I’m not sure how exactly I first saw their videos — we didn’t get cable until after I’d “outgrown” them, so I guess it was Night Tracks? — but I was still impressionable enough that the one for “Take a Chance on Me” was hugely formative. One of my favorite songs being performed by a beardy man who dressed kind of like Han Solo? I was completely on board.
I’m also not sure exactly how obsession with ABBA became stereotyped as a gay thing. Obviously, the costumes were over the top, but it was the 1970s. There were plenty of glam pop and rock groups that were even more extravagant but weren’t publicly made up of straight couples. Still, the stereotype is pervasive enough that I know of multiple stores in predominantly gay neighborhoods catering to gay customers, called “Does Your Mother Know?” Which is a song that almost sounds more like Cheap Trick than ABBA.

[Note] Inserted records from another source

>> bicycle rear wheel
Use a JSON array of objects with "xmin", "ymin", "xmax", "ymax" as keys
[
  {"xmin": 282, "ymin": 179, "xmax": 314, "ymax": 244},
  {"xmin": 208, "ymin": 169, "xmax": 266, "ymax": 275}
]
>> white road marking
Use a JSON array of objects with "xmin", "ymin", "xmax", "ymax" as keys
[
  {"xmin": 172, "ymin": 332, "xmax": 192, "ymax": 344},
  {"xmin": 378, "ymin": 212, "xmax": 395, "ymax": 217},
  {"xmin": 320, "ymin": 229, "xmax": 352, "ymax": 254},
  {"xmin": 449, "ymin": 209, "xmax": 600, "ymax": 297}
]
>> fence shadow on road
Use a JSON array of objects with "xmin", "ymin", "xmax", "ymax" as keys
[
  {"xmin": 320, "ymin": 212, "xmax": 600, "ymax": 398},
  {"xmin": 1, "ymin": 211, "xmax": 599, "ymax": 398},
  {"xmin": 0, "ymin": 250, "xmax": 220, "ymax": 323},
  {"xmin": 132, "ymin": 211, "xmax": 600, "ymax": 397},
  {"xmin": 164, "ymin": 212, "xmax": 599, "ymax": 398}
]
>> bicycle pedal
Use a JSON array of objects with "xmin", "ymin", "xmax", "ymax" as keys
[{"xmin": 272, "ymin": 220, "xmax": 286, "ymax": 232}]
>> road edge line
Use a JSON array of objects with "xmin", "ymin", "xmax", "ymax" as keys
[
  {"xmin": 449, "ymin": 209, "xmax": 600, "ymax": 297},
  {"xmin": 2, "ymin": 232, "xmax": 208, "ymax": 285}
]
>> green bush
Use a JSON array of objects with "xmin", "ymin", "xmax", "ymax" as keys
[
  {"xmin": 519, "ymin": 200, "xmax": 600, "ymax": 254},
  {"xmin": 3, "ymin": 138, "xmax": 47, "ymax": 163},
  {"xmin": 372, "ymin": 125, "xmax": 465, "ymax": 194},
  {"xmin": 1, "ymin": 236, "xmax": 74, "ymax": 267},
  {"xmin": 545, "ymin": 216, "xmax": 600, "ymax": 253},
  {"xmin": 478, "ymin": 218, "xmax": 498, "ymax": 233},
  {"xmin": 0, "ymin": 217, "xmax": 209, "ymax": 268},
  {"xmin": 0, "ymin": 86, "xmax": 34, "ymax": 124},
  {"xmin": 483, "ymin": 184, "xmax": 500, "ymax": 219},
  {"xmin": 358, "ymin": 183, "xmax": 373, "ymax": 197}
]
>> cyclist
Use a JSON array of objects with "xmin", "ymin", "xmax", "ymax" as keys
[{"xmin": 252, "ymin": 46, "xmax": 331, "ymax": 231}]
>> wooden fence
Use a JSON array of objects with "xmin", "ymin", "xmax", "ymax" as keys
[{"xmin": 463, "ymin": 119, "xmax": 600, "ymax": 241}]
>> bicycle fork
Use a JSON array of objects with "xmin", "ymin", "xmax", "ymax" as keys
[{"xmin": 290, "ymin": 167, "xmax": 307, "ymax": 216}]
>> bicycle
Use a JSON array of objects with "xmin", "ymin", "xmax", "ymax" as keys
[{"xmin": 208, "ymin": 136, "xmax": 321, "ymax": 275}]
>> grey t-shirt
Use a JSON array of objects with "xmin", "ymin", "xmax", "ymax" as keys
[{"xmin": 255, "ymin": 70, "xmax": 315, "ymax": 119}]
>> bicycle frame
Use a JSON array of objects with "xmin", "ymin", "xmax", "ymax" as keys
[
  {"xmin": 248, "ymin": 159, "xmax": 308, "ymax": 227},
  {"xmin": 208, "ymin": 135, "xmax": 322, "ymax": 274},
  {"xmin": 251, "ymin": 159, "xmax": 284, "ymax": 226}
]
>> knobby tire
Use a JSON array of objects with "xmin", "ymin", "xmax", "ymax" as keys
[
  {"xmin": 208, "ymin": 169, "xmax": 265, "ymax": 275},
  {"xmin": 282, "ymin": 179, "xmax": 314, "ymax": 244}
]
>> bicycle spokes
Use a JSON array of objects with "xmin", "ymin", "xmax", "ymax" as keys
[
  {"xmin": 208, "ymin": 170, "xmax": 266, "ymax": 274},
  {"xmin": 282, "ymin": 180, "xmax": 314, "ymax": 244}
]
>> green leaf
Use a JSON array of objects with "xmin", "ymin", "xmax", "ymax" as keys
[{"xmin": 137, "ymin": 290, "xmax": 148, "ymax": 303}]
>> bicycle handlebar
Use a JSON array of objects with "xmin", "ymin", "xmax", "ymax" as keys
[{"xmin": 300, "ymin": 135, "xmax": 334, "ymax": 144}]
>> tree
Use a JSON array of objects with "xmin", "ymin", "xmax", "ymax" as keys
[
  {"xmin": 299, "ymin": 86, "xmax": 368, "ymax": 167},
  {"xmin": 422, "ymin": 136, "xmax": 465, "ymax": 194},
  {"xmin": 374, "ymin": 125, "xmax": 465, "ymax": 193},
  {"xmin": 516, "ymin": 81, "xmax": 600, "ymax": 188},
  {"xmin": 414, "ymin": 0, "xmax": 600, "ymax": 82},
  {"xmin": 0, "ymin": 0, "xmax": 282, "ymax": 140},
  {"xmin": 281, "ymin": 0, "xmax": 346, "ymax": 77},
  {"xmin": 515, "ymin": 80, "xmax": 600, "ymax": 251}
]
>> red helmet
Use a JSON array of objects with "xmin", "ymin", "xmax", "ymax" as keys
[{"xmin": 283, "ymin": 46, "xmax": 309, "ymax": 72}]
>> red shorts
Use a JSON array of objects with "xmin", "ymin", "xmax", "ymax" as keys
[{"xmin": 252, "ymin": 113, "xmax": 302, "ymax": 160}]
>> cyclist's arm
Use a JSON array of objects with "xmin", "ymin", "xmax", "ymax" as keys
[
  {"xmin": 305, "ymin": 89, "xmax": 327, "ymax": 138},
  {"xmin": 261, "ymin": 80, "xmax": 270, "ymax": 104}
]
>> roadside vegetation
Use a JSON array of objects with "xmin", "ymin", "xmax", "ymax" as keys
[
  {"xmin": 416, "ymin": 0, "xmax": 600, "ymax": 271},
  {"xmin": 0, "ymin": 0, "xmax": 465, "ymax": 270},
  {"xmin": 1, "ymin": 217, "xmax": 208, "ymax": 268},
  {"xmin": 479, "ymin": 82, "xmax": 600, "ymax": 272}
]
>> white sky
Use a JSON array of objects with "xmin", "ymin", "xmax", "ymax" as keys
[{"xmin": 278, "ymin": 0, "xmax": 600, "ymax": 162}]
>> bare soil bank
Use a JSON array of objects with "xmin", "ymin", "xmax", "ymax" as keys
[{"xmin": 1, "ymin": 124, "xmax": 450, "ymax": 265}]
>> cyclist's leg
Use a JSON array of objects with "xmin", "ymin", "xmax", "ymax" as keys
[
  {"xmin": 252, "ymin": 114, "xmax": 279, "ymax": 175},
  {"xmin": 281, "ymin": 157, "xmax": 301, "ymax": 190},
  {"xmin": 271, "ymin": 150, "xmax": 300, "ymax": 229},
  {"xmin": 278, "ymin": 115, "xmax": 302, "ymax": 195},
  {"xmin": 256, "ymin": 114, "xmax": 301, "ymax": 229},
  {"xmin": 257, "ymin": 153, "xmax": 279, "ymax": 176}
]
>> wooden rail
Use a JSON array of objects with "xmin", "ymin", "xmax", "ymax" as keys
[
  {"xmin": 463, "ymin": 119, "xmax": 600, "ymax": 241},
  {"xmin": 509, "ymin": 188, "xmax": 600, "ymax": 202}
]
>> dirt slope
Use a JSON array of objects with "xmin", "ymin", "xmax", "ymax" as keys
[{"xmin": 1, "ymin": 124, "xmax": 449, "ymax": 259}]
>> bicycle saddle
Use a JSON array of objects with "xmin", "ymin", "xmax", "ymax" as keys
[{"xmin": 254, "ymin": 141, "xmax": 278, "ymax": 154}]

It used to bug me that so many of the most common stereotypes applied to me; nobody likes being a basic bitch. But now there’s something kind of comforting about realizing you’ve got a common frame of reference with so many other people. As I’m looking through old videos, hearing songs that I’d completely forgotten about but somehow I can still sing along with every single word, it feels like I’ve had Agnetha Fältskog floating over my shoulder all this time, coming to me in times of trouble to whisper about good days and bad days.